The fructose doc
One of the summit’s very impressive presentations was given by Dr. Rick Johnson of the University of Colorado at Denver. He’s a friendly, very passionate guy who has studied the liver and has now found himself a growing authority on a cause of obesity.
First, let’s get this straight: He isn’t talking (only) about high fructose corn syrup, which is a particular target of many obesity foes — because the obesity epidemic seemed to hit just as soft drink manufacturers were switching from sucrose (table sugar) to HFCS, because of its ubiquity in the US food industry, and because it benefits from government corn subsidies and promotes corn monoculture, among other reasons. Though his research is wicked bad news for the HFCS peddlers — and you can expect them to fight it ferociously — he’s talking about all fructose.
Second, let’s get this straight: As its name implies, fructose is the sugar derived from fruit. Fructose is a 50-50 contributor, along with glucose, in sucrose, the white sugar you put in your coffee.
Fructose, Johnson said, is not only a contributor to obesity, but elevates uric acid in the body, which can have several ill effects. He said uric acid induces metabolic syndrome in rats, and is found to deplete energy stores. It also heightens the risk of high blood pressure. And, he added, fructose is implicated in arterial inflammation, which is strongly linked to heart attacks. Johnson said that even if you starve a rat but give it fructose, it doesn’t gain weight but does gain fat.
What this all could mean is that if the amount of fructose in the human diet could be broadly reduced, it might reduce obesity, reduce hypertension, and reduce heart attacks. That’s quite a nice trifecta.
Dr. Johnson’s book, “The Sugar Fix,” is just coming out in paperback.
May 5th, 2009 at 11:25 am
I frequently have tea at a little shop in the center of town owned by Greek immigrants. Both mother and daughter are fairly heavy, with weight I expect they put on since emigrating. I see the daughter with a very large soft drink nearly every day as she leaves work. She told me she wants to start walking; she knows she needs to lose weight.
The other night I watched King Corn, which humorously demonstrates the ubiquity of corn in the American diet, and the devastating effects of HFCS. I mentioned this to the daughter, and bet her that we’d find high fructose corn syrup listed as an ingredient on every bottle of non-diet soda in the case.
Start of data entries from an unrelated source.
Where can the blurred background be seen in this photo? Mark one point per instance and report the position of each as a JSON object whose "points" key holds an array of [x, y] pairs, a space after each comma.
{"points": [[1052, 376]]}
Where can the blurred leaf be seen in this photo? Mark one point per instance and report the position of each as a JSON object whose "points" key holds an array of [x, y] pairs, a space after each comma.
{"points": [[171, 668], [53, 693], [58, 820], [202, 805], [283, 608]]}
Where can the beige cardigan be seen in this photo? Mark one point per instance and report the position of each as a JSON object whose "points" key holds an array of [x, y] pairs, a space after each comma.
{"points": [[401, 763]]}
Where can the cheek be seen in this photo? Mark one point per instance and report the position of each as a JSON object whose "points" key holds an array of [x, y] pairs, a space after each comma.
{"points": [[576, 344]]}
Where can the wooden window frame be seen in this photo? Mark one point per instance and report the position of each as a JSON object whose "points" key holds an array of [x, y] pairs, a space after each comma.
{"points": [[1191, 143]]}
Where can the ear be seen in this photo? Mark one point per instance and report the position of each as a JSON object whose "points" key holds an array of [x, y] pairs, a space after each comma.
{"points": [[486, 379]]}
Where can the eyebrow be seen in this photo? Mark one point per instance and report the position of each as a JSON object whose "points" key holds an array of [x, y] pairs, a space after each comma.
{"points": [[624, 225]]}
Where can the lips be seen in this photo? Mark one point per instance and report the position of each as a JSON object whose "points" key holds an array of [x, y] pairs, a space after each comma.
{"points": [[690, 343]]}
Sure enough, I pulled out bottle after bottle and every drink had it. I don’t think she had ever read the ingredients on any food she’d purchased before. “How about that?” This demonstration apparently had a strong effect, for within a few minutes she was on the phone to her cousin, who owns a pizza joint, and among the Greek conversation, otherwise unintelligible to me, I heard the words “corn syrup”– she was telling her cousin to look on the bottles of soda in her shop.
“Is the corn syrup in anything else?” she asked. It’s in nearly everything, I told her. Just start reading the labels. I told her about the study that showed rats would starve on fructose but still put on weight. Tomorrow I’m going to bring in King Corn for her to watch.
Surely an important part of the food revolution will come from millions of conversations like this. Thanks so much for the crucial and live-saving information found on this blog.